From Razorbacks to Refrigerated Steaks: Early Meatpacking
William Patterson was tired of farming. He had been in the Iowa country since 1836 running a hotel and farming at the little settlement of West Point in Lee County. He decided to move to the village of Keokuk, where he could open a store to supply river boats with provisions. The city of Keokuk was located on the Mississippi River, the main transportation route for the still new Iowa Territory.
Trading Hogs for Sugar
Business was as good as William Patterson had hoped. Boats going up and down river stopped at Keokuk and bought provisions. Farmers from miles around traveled by horse and wagon to trade at Patterson's. Because there was little paper or coin money on the frontier, people were in the habit of trading one thing for another. So it was natural for many farmers to bring their hogs to William to trade for coffee, sugar and other things they couldn't grow or make at home. Some of the hogs were brought in alive. Others already had been killed and the meat salted or smoked to keep it from spoiling on the trip.
Half-Wild and Skinny
The hogs raised on the frontier were different from the rounded, short-legged hogs seen in Iowa today. The frontier hog was half-wild and skinny with long, strong legs.
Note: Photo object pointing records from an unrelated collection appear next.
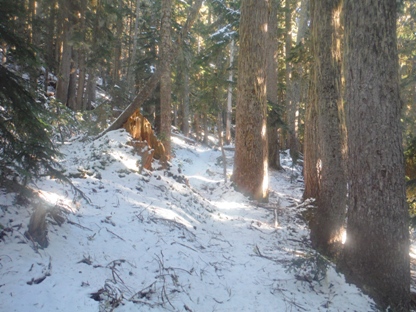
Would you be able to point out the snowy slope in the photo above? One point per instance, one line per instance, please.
(176, 240)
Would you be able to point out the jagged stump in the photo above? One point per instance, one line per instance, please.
(143, 136)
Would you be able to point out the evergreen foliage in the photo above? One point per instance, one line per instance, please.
(25, 145)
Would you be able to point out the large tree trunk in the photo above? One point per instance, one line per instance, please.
(165, 81)
(328, 224)
(310, 149)
(151, 84)
(376, 252)
(65, 62)
(292, 141)
(130, 69)
(72, 100)
(81, 58)
(229, 96)
(250, 163)
(186, 99)
(272, 92)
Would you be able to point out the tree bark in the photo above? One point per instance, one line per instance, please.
(250, 173)
(376, 252)
(65, 61)
(165, 80)
(151, 84)
(292, 142)
(272, 92)
(327, 225)
(230, 96)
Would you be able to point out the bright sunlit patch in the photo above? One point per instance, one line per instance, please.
(344, 236)
(56, 199)
(412, 252)
(204, 179)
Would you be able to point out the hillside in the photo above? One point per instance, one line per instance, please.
(176, 240)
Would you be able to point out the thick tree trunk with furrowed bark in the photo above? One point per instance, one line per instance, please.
(376, 253)
(250, 163)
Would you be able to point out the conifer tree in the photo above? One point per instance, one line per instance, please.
(26, 149)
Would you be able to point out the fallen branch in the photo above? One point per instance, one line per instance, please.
(79, 225)
(115, 234)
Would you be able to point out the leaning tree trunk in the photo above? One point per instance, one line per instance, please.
(272, 92)
(229, 96)
(376, 253)
(327, 225)
(151, 84)
(165, 81)
(65, 62)
(250, 162)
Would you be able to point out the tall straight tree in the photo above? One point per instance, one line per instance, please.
(376, 253)
(272, 92)
(250, 162)
(328, 224)
(165, 80)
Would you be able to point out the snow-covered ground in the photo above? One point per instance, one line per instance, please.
(176, 240)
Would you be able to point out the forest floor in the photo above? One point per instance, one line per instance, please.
(177, 240)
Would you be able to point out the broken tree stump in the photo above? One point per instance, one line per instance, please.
(37, 231)
(141, 131)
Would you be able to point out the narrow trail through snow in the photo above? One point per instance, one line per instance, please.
(176, 240)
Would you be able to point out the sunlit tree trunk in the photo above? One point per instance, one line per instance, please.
(72, 86)
(81, 57)
(250, 173)
(328, 223)
(229, 96)
(65, 61)
(292, 141)
(118, 45)
(376, 252)
(165, 80)
(186, 99)
(130, 70)
(272, 94)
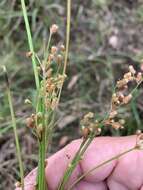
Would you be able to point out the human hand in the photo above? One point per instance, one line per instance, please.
(124, 173)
These hogs were called "razorbacks." Farmers let them run loose in the woods and fields, where they ate nuts and roots. In the fall after the corn ripened, the razorbacks were rounded up and fattened for slaughter.
Farmers who had many
hogs to sell drove them in a herd to the nearest meatpacking town—sometimes
more than a hundred miles away. Hog drives were much like cattle drives. But
the razorbacks were more unruly and wild than any cattle. Some men made a
business of buying hogs at the farms and driving them to the packer.
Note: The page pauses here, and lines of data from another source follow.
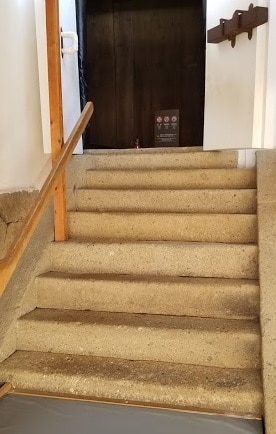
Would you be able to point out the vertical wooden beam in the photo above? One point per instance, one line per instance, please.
(55, 99)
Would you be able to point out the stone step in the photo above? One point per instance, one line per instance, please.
(187, 201)
(175, 159)
(159, 258)
(172, 179)
(174, 339)
(220, 228)
(216, 298)
(215, 390)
As Lee County grew more populated, William received more and more hogs. At the same time, the demand for pork in the eastern and southern states was increasing. William decided that the best business would be just buying hogs and selling the meat. So he set up a slaughtering and packing shed and began to buy all the hogs he could find.
No Spoiled Hogs
The early meat packers
built plain wooden sheds at the edge of town. There the hogs were slaughtered
and dressed. The meat was soaked in brine and salted down or smoked to keep
it from spoiling. Then it was packed for shipping in wooden barrels. All this
work was done during the cold winter months so that the meat would not spoil.
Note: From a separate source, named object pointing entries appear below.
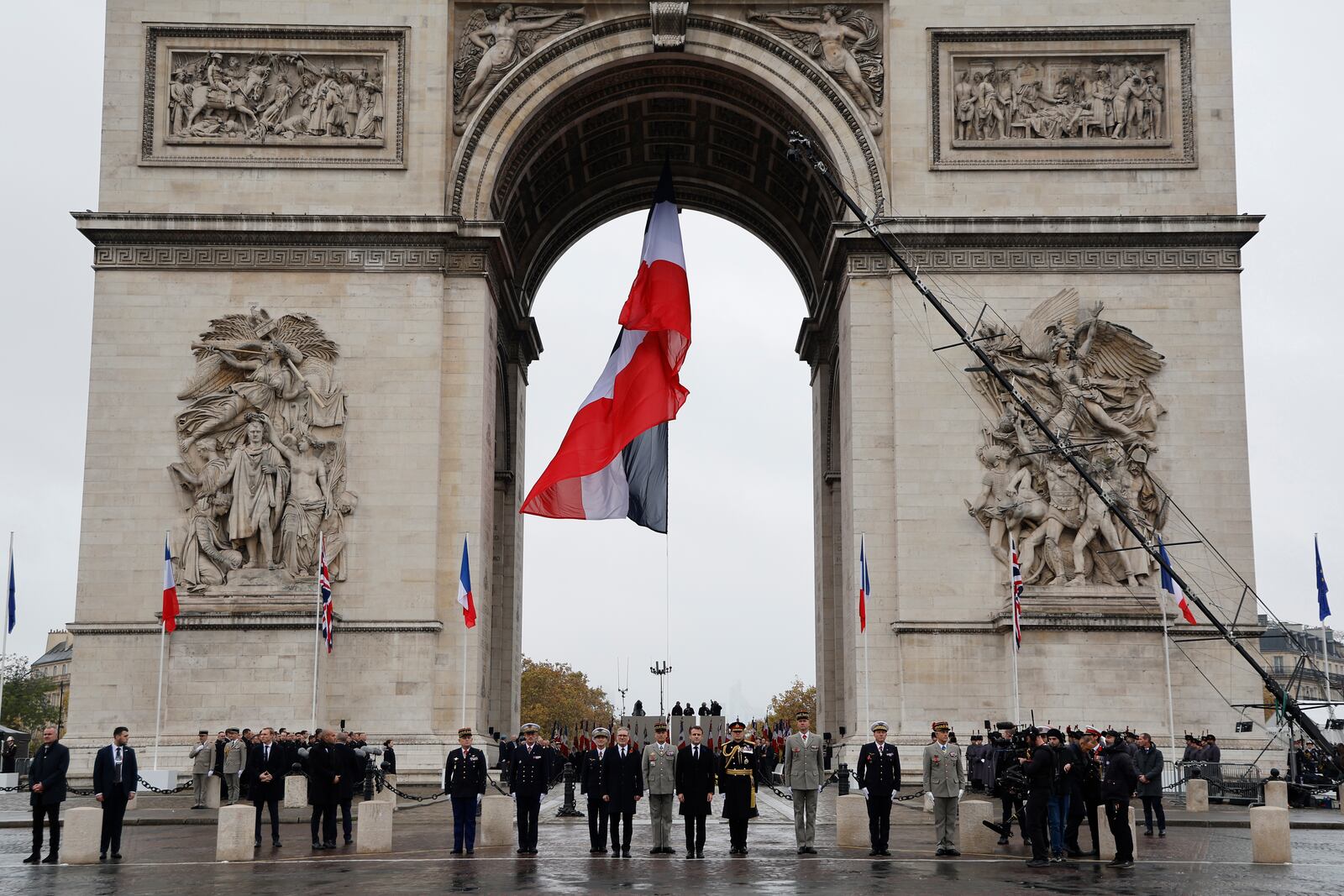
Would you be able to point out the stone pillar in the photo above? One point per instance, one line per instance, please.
(234, 839)
(1196, 794)
(1106, 841)
(972, 835)
(853, 822)
(1270, 841)
(80, 833)
(296, 792)
(496, 825)
(1276, 793)
(373, 826)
When the river thawed in the spring, the barrels were shipped out on riverboats.
William was right about his chance for success in Keokuk. Soon there were several packers in each of the towns along the Mississippi River. Packers built larger buildings of stone and brick to replace the small, smelly shacks on the edge of town.
Meatpacking in Western Iowa
On Iowa's western border
the packing business began in a different way. In 1870 a steamboat loaded
with wheat ran aground near Sioux City on the Missouri River. The wheat became
wet and was useless for flour. A general merchant, James E. Booge, bought
the wheat to feed to hogs. James didn't own enough hogs to eat up all the
wheat, so he traveled around and bought as many hogs as he could.
When the hogs were fattened, James built a small slaughterhouse and killed and dressed 870 hogs. He packed and shipped most of them down the Missouri River. In 1873 James killed and sold 13,000 animals. By the 1890s several Chicago packing companies had built plants in Sioux City, which was on its way to becoming the largest packing center in Iowa.
The Railroad Brings Change
The post-Civil War railroad boom pushed railroads into every part of Iowa. By the 1880s there was no town in the state more than 25 miles from a depot. Railroads were changing the way people lived and did business all over the nation. Once a railroad line arrived in town, the farmer no longer had to drive his hogs or cattle to market. He simply took his animals to the nearest depot and put them on a train to the packer. With railroad transportation available, the packinghouses no longer had to be on a river to ship out their barrels of meat. Packers could build their plants closer to where the livestock was being raised. Ottumwa, Waterloo, Cedar Rapids, Des Moines, Mason City, Atlantic and Marshalltown all became busy meatpacking centers. Even small towns like Red Oak often had a couple of packing plants.
More Corn Means More Hogs
Another event which boosted Iowa meat production was the wheat failures of the 1870s. Most Iowa farmers switched their land to corn, which could be fed to their own livestock. The more corn raised, the more hogs got fattened. During the 1880s the amount of pork packing in Iowa doubled. Pork from Iowa was shipped as far as England.
Refrigeration Comes to Packinghouses
It was only with the development of mechanical ice making that meatpacking became a year round business. Ice was used to cool the buildings where meat was stored and put in the railroad cars to keep the meat good during its journey from packinghouse to buyer.
In the 1880s fresh meat
replaced salted pork and beef in the diet of Americans. Larger meat packers
built their own refrigerated cars to be sure the meat arrived unspoiled at
the buyer's end.
Changing an old packing plant to refrigeration methods was expensive. Many of the older and smaller packers sold their plants to larger companies.
Meatpacking had come a long way since a farmer slaughtered a couple of razorbacks and brought the meat to Patterson's general store to trade.